MongoDB - Database Design

There are generally two ways to design databases in MongoDB:

  • Using embedded relationships
  • Using referenced relationships

Let's have a look at both of them and their pros and cos!

Getting Started

Select (use) database testrela:

MongoDB
use testagg

And for this tutorial we will not be creating collections for the items that we store as MongoDB automatically creates the collection whenever the first item is being added in the collection.

1 / 2: Referenced Relationships

The referenced relationship design works similarly to normalized (relational) database tables. You store each entity separately in their own collection. This design approach is not the best suited for document-based databases as it is not how these databases have been designed to store data and can cause major slowdowns when retrieving data.

Let's add some data into our database to see how this design approach works:

MongoDB
// Declare items
db.items.insertMany([
  {
    // 24 characters
    _id: ObjectId("200000000000000000000001"),
    name: "Computer",
    price: 25
  }
])

// Declare users and their relationships to items
db.users_referenced.insertMany([
  {
    // 24 characters
    "_id": ObjectId("100000000000000000000001"),
    name: "Testy mcTester",
    purchases: [
      ObjectId("200000000000000000000001")
    ]
  }
])

Note

Note how in the example above ObjectIds were created manually. This can also be done, but there is a limitation that they need to be exactly 24 characters long.
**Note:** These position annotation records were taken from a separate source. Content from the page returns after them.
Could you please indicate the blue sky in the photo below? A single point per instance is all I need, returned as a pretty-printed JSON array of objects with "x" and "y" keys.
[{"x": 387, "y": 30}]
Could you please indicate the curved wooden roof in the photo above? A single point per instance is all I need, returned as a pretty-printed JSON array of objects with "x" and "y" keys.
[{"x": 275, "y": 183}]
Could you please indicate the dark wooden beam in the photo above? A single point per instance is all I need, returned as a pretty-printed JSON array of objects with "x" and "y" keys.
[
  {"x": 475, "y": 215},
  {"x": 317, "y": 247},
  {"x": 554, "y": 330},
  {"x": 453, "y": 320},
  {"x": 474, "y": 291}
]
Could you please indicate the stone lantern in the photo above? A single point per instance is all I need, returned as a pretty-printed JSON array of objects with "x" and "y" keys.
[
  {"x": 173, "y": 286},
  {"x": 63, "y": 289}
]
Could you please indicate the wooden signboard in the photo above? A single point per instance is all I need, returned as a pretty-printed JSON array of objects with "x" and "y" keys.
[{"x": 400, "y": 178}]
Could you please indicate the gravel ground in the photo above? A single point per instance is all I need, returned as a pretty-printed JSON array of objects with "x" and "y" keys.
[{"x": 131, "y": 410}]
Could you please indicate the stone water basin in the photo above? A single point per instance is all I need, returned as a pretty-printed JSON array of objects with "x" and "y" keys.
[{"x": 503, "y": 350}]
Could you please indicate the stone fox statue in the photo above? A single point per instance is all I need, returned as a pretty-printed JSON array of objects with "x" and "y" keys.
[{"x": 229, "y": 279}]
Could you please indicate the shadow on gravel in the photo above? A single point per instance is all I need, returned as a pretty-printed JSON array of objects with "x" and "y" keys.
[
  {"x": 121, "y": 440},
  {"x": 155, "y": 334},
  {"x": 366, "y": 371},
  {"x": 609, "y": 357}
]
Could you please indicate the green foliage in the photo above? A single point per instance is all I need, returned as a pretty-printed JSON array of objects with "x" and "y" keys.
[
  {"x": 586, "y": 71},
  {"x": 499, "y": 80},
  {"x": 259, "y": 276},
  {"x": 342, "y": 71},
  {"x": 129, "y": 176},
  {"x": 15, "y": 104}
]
Note that if we would try to find all the users using the normal find, these related ObjectIds would only show the ObjectId instead of fetching the actual item object:

MongoDB
db.users_referenced.find()

To solve this, the situation gets little bit ugly. We will need to use projection to fetch all the related data. When using the aggregate, we can use $lookup to match any other table to the current table. The syntax for $lookup looks like this:

MongoDB - Syntax Example
$lookup: {
  from: <another collection to join from>,
  localField: <field from the input documents>,
  foreignField: <field from the documents of the "from" collection>,
  as: <output field>
 }

So the final code for finding the users and their purchased items would look like this:

MongoDB
db.users_referenced.aggregate([{
  $lookup: {
    from: "items",
    localField: "purchases",
    foreignField: "_id",
    as: "purchases"
  }
}])

2 / 2: Embedded Approach

Embedded approach is the syntax that is more frequently used with NoSQL databases. The data is not normalized at all and all related data is just being stored inside the collection.
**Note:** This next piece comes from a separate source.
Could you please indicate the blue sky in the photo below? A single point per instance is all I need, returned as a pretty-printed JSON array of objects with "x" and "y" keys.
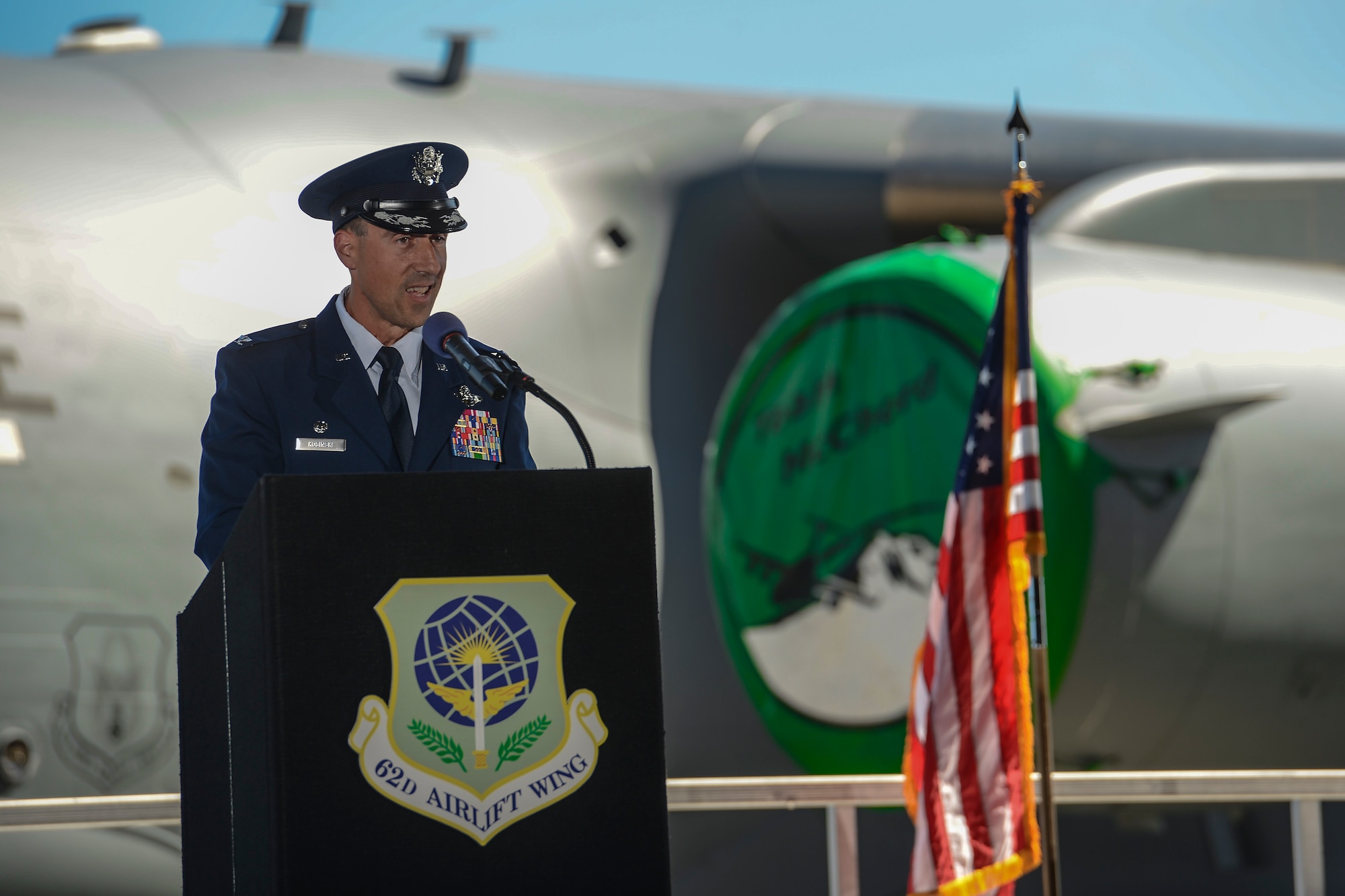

See the example below of this behavior:

MongoDB
// Embedded approach
db.users.insertMany([
  {
    name: "Testy mcTester",
    purchases: [
      {
        name: "Computer",
        price: 25
      }
    ]
  }
])

Notice that all items are now added directly under user purchases. What if the item's name changes? In this case we would need to update the name of the item everywhere where it is stored.

Pros and Cons

Both of these database design options have their own pros and cons. I would highly recommend using the embedded approach when working with NoSQL databases as that is the natural way when using NoSQL databases and that is how NoSQL databases have been designed to work.
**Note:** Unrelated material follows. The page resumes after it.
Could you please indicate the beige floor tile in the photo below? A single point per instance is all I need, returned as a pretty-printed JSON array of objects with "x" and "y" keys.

This comes to the point of talking on what kind of data should be stored in NoSQL databases. My personal opinion is that any kind of app that has many relationships (like user, user can purchase items, items can belong to categories, categories can have tags...) would be best stored in relational databases instead.

MongoDB is better suited for storing any kind of data where you do not have relationships or do not need to maintain those relationships. So for use-cases like collecting log data, analytics data, doing caching, collecting data from sensors, collecting data from sources from which you do not know the data models...

Of course MongoDB can be used for creating standard apps, but I have witnessed the problem while creating multiple large production apps utilizing MongoDB: the relationships will slow down your system and make all the queries more complicated than they should be.